Dimitri Brinet (Presenter)
Sahlgrenka Academy at Gothenburg University
Bio: Dimitri Brinet is a trained analytical-chemist who studied at premier French research institutions (Sorbonne Paris-Descartes and Curie Inst.). He received his Phd in 2015 under the supervision of Prof Myriam Taverna and Prof Sandrine Ongeri at University of Paris-Sud. During his PhD he developed several tools to monitor the amyloid β peptide oligomerization. These innovative method mainly based on capillary electrophoresis allows an interesting evaluation of compounds against Alzheimer's disease on the initial stages of Aβ aggregation. Few months ago, he joined the Neurochemistry group at Sahlgrenska Academy at Gothenburg University as postdoctoral researcher. Under the supervision of Dr. Jörg Hanrieder, he is developing several bioanalytical strategies to improve the diagnosis of brain diseases. These methods are based on different interdisciplinary approaches but mostly on MS.
Authorship: Dimitri Brinet (1,2), and Sandra Engerberg (2) and Jörg Hanrieder* (1,2,3)

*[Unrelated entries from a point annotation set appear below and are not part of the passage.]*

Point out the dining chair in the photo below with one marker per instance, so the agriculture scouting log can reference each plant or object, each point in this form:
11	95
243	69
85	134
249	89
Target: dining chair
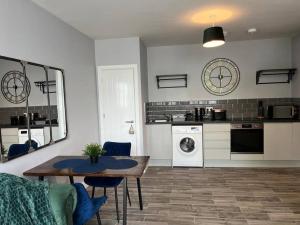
112	149
86	207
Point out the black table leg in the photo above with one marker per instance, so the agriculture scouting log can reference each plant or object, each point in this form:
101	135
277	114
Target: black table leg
140	193
125	201
71	179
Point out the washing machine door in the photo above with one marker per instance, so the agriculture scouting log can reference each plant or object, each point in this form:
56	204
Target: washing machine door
34	143
187	145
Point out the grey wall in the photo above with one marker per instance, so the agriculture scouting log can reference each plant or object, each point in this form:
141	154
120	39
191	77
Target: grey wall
250	56
30	33
296	64
117	51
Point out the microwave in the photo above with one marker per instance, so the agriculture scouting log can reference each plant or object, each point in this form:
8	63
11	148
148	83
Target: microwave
282	111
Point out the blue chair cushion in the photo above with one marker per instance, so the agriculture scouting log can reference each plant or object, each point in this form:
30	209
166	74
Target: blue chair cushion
117	149
86	207
103	181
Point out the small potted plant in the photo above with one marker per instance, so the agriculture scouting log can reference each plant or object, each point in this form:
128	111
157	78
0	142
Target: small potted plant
93	151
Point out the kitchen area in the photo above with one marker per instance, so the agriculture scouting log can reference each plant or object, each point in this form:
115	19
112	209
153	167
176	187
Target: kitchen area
227	140
220	109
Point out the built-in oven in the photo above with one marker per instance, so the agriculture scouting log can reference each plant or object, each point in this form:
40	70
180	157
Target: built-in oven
247	138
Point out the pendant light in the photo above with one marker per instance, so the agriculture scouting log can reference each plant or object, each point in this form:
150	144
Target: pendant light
213	37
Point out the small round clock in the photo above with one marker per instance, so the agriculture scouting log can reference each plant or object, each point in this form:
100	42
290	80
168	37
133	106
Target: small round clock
15	87
220	76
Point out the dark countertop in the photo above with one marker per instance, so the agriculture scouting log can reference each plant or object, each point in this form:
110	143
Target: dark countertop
25	126
228	121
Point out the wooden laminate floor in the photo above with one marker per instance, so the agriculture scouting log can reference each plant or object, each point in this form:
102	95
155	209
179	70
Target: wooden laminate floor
212	196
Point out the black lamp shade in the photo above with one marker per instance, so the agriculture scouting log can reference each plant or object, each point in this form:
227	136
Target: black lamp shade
213	37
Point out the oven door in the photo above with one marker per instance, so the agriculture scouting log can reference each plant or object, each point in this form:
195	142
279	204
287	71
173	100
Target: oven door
247	141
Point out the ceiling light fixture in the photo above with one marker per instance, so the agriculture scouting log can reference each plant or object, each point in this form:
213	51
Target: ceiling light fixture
213	37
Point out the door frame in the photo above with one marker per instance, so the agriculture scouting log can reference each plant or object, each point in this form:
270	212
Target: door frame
137	118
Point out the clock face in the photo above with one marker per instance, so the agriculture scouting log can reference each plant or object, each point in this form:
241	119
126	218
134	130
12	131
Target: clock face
15	87
220	76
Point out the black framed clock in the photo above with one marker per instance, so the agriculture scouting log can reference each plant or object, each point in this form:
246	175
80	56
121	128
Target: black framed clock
15	87
220	76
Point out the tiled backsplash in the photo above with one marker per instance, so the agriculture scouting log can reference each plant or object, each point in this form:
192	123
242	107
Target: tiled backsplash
243	109
7	112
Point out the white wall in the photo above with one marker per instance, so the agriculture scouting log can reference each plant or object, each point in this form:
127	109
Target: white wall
296	64
250	56
30	33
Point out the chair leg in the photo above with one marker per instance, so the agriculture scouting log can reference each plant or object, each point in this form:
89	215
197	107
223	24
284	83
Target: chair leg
127	192
140	193
93	192
98	218
117	204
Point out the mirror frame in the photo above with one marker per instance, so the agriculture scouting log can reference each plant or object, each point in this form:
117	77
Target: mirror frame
28	125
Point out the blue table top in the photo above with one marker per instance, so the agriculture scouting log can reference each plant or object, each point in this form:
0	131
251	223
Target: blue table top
85	166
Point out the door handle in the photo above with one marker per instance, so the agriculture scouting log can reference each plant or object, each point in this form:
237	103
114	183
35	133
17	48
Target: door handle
129	121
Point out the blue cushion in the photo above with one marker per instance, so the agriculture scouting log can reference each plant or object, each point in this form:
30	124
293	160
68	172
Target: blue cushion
103	181
86	207
117	149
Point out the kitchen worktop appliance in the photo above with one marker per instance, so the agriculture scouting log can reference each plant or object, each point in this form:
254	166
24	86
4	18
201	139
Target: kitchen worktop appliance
247	138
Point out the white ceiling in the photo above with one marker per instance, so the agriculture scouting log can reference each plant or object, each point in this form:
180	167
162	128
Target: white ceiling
168	22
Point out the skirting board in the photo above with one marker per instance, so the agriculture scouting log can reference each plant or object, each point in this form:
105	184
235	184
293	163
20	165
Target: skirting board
233	163
251	163
160	162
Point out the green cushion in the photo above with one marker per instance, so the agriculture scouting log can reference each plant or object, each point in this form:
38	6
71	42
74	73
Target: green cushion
63	200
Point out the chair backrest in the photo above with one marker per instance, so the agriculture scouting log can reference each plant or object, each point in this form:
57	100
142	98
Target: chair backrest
17	150
117	149
86	207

(1) University of Gothenburg, Mölndal, Sweden; (2) Chalmers University of Technology, Gothenburg, Sweden; (3) University College London, London, UK
| Short Abstract Psychiatric disorders such as depression and bipolarity are leading causes of disability and have huge socioeconomic consequences. The molecular mechanisms underlying psychiatric diseases still remain elusive. Pharmacotherapy of these conditions aim at modulating the neurotransmitter equilibrium in the synaptic cleft. However, appropriate molecular markers to monitor psycho-pharmacotherapy effects are not available. We developed a SPE-LCMS method for quantification of neurotransmitters in CSF. Neurotransmitter quantification was employed to establish comprehensive CSF profiles in suicidal patients that underwent psychopharmaca treatment. The data aid to improve diagnosis, prognosis of psychiatric conditions as well as monitor treatment effects and provide insight in the underlying molecular pathology. |
Long Abstract
Introduction
Psychiatric disorders such as depression and bipolarity are leading causes of disability worldwide, and have a huge societal impact. Despite the clear need for better diagnosis and understanding of the molecular basis of these disorders, the implemented means are not sufficient to satisfy the entire clinical requirements. A multidisciplinary approach will be crucial in addressing this problem.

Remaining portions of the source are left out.